Falsche Ernährung, Bewegungsmangel, Rauchen, psychische Probleme und Alkoholkonsum verursachen die Volkskrankheiten moderner Gesellschaften.Sind die Folgeerkrankungen erst einmal da, sind sie nicht nur für den Einzelnen schwer zu tragen, sondern lassen auch die Kosten im Gesundheitswesen explodieren. Rund 70 Prozent der vorzeitigen Todesfälle können auf Lebensweise und Umweltbedingungen zurückgeführt werden. Mit behandelnder Medizin allein kann die Gesellschaft dem Krankheitsgeschehen nicht mehr begegnen.

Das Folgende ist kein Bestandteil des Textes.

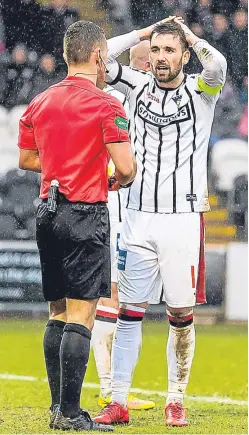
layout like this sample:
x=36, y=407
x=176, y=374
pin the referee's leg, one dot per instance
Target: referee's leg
x=74, y=353
x=85, y=231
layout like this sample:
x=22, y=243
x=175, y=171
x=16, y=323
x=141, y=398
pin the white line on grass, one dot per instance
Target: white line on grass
x=209, y=399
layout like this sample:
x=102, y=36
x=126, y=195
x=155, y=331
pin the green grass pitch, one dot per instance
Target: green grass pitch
x=219, y=369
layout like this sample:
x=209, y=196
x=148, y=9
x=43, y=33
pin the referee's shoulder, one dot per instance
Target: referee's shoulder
x=108, y=100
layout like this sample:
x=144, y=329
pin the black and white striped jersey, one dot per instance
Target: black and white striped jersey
x=170, y=130
x=116, y=199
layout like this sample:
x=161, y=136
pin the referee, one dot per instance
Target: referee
x=68, y=133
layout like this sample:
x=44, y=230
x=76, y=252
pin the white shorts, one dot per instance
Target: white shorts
x=158, y=250
x=114, y=241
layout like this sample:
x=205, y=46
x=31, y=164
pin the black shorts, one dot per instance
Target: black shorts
x=74, y=248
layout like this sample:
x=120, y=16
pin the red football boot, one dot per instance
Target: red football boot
x=113, y=413
x=175, y=415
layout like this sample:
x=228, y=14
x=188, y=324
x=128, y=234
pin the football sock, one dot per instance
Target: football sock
x=51, y=346
x=74, y=354
x=125, y=351
x=180, y=352
x=102, y=337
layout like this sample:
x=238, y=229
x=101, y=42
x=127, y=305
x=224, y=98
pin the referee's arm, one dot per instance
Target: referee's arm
x=117, y=141
x=28, y=152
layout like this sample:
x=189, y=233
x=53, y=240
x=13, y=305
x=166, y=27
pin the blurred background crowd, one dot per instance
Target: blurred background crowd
x=31, y=34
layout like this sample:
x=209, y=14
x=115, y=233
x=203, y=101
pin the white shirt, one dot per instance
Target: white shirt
x=170, y=130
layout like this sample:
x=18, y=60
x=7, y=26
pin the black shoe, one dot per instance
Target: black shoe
x=53, y=413
x=82, y=422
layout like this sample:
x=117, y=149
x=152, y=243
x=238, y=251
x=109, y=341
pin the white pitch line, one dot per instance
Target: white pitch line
x=208, y=399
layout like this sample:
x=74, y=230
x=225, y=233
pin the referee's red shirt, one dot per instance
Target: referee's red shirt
x=70, y=124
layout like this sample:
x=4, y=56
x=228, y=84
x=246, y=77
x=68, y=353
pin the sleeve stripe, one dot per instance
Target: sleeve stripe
x=210, y=90
x=26, y=125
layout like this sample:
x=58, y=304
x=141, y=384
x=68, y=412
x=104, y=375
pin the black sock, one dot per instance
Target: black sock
x=51, y=345
x=74, y=354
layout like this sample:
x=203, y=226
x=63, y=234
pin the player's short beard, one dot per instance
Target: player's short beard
x=171, y=74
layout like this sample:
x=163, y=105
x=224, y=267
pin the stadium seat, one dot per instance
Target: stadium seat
x=31, y=227
x=3, y=115
x=8, y=226
x=14, y=118
x=229, y=160
x=20, y=191
x=238, y=203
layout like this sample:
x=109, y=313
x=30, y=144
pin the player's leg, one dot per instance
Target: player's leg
x=102, y=337
x=138, y=271
x=103, y=330
x=105, y=324
x=179, y=270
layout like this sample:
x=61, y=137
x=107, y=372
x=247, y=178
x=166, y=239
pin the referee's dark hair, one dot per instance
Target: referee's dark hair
x=80, y=40
x=171, y=28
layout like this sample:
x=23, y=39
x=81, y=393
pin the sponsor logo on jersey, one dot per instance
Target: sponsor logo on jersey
x=177, y=99
x=191, y=197
x=183, y=114
x=122, y=259
x=153, y=97
x=121, y=123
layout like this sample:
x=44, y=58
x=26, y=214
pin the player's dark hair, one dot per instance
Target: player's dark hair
x=172, y=28
x=80, y=40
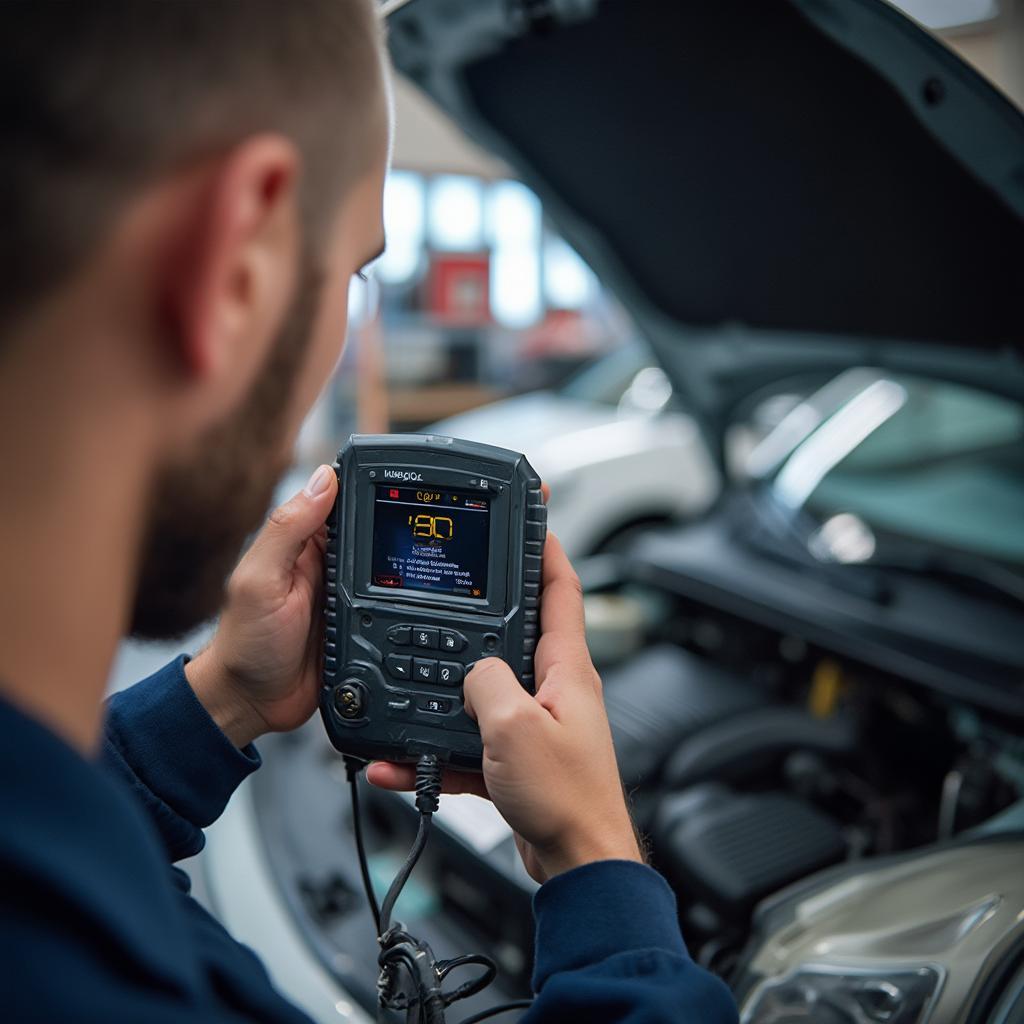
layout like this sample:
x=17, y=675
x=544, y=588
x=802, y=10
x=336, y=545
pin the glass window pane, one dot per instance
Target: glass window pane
x=515, y=286
x=568, y=283
x=455, y=213
x=513, y=215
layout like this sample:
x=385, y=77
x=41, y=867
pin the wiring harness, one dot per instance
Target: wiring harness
x=412, y=979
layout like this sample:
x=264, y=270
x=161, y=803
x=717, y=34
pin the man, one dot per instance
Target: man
x=185, y=189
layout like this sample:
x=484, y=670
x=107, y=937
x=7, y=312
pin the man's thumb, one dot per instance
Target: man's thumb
x=281, y=541
x=495, y=697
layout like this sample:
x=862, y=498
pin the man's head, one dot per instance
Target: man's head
x=196, y=180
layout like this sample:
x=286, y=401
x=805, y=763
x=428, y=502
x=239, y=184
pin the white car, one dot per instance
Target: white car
x=613, y=445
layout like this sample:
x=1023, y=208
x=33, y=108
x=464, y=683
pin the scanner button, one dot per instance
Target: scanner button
x=399, y=666
x=450, y=673
x=424, y=637
x=436, y=706
x=424, y=670
x=400, y=635
x=452, y=641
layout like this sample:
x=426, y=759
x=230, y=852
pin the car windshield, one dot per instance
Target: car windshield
x=909, y=458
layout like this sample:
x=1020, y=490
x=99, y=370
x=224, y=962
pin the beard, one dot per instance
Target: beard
x=204, y=508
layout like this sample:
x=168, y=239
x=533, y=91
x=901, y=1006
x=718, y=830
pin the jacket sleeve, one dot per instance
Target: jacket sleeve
x=164, y=745
x=609, y=951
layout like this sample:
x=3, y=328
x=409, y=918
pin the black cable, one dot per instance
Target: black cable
x=352, y=769
x=422, y=997
x=402, y=877
x=495, y=1011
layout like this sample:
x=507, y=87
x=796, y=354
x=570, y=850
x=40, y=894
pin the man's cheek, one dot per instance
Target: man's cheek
x=324, y=355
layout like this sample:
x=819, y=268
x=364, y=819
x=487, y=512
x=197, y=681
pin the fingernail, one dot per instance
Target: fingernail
x=318, y=481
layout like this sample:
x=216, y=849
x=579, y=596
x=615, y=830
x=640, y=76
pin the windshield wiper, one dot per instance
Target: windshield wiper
x=969, y=573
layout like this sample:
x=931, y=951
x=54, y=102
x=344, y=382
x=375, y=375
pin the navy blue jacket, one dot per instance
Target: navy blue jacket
x=96, y=925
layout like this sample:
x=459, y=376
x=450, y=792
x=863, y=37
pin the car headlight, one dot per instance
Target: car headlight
x=830, y=995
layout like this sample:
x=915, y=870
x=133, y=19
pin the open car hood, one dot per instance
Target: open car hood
x=771, y=188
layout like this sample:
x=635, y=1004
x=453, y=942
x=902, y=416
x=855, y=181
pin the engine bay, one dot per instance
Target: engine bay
x=754, y=757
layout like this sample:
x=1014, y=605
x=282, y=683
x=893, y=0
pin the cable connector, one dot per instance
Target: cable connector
x=428, y=783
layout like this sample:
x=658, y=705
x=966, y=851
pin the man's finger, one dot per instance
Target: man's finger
x=284, y=536
x=496, y=699
x=387, y=775
x=561, y=597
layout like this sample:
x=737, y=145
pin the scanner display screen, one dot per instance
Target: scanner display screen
x=429, y=539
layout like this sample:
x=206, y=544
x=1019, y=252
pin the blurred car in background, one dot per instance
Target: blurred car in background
x=818, y=705
x=601, y=442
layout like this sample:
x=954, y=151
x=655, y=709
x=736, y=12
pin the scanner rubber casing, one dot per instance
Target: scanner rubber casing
x=505, y=623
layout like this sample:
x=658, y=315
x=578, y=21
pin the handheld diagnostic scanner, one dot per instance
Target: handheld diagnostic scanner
x=432, y=562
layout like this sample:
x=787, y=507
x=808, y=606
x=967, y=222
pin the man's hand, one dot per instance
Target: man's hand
x=261, y=672
x=549, y=765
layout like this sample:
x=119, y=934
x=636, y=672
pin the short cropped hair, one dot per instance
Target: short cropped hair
x=97, y=97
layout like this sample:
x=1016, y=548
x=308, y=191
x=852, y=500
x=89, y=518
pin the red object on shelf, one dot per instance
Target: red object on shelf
x=459, y=289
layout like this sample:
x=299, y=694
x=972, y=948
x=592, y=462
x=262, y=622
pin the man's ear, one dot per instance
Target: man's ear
x=233, y=265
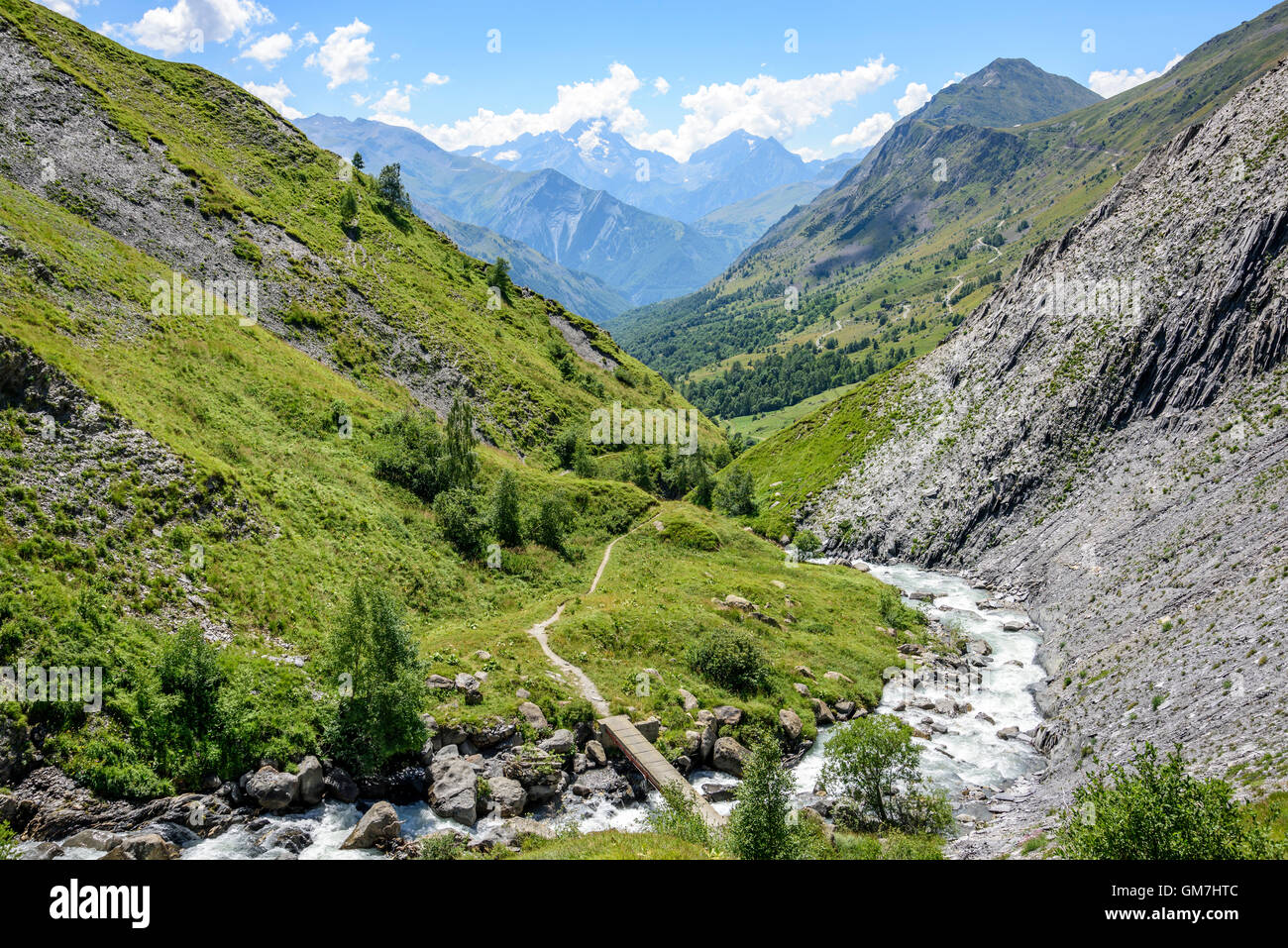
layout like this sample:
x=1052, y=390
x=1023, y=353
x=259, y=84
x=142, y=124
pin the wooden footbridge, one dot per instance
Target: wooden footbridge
x=656, y=768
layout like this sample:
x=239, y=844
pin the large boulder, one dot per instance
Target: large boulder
x=339, y=786
x=99, y=840
x=709, y=732
x=595, y=754
x=533, y=715
x=455, y=791
x=539, y=772
x=558, y=743
x=290, y=839
x=791, y=724
x=271, y=790
x=492, y=733
x=377, y=824
x=312, y=781
x=509, y=796
x=728, y=755
x=651, y=728
x=822, y=712
x=147, y=846
x=728, y=715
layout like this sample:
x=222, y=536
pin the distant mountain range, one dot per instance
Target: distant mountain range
x=734, y=168
x=943, y=192
x=570, y=213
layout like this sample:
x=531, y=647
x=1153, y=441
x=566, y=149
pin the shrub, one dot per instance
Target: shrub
x=373, y=659
x=732, y=660
x=679, y=817
x=462, y=464
x=759, y=826
x=874, y=764
x=348, y=206
x=505, y=510
x=552, y=523
x=806, y=544
x=460, y=522
x=734, y=494
x=896, y=614
x=692, y=535
x=390, y=187
x=583, y=464
x=410, y=454
x=1154, y=810
x=498, y=274
x=442, y=845
x=8, y=846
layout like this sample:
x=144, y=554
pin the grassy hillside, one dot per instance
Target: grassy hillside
x=256, y=200
x=167, y=469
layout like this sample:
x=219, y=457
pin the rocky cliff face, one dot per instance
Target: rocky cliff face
x=1109, y=433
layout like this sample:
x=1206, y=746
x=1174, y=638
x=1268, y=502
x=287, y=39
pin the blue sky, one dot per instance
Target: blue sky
x=674, y=76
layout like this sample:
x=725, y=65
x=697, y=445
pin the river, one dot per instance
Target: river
x=965, y=758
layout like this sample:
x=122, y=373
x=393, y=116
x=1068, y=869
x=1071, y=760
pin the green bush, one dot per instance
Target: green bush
x=735, y=494
x=373, y=660
x=806, y=544
x=679, y=817
x=732, y=660
x=760, y=823
x=410, y=454
x=8, y=844
x=876, y=768
x=1154, y=810
x=442, y=845
x=691, y=533
x=552, y=523
x=462, y=523
x=505, y=510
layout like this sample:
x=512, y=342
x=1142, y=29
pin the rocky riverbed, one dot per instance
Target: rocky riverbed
x=966, y=691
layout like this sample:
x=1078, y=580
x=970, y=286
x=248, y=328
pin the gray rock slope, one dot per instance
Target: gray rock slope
x=1117, y=449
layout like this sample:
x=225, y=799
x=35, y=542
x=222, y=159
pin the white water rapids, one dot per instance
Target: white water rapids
x=969, y=755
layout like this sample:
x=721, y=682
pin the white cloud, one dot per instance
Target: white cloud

Deshalb ist eine Stärkung von Prävention und Gesundheitsförderung dringend nötig. Eine moderne Gesellschaft muss früher ansetzen, die Gesundheit fördern und Krankheiten erst gar nicht entstehen lassen. In der Politik werden Prävention und Gesundheitsförderung inzwischen ernst genommen und aufgewertet. Das Arbeitsfeld wird seit einigen Jahren zu einer eigenständigen Säule des deutschen Gesundheitssystems ausgebaut. Diese aktuelle Aufwertung macht es für viele Berufsgruppen interessant.
Gleichzeitig wird die Qualität präventiver Leistungen ständig verbessert, wodurch die Anforderungen an die Kompetenzen der Akteure kontinuierlich steigen. Die Gesundheitsförderung als Arbeitsfeld wird wissenschaftlicher und professioneller, um auf die gesellschaftlichen Entwicklungen reagieren zu können. Der Masterstudiengang Gesundheitsförderung hat zum Ziel, fähigen Nachwuchs für dieses anspruchsvolle Arbeitsfeld auszubilden. Der Studiengang vermittelt Sozialarbeitern und Pflegepädagogen die notwendigen Handlungs- und Forschungskompetenz, um gesundheitsförderliche Maßnahmen zu planen, durchzuführen und zu evaluieren.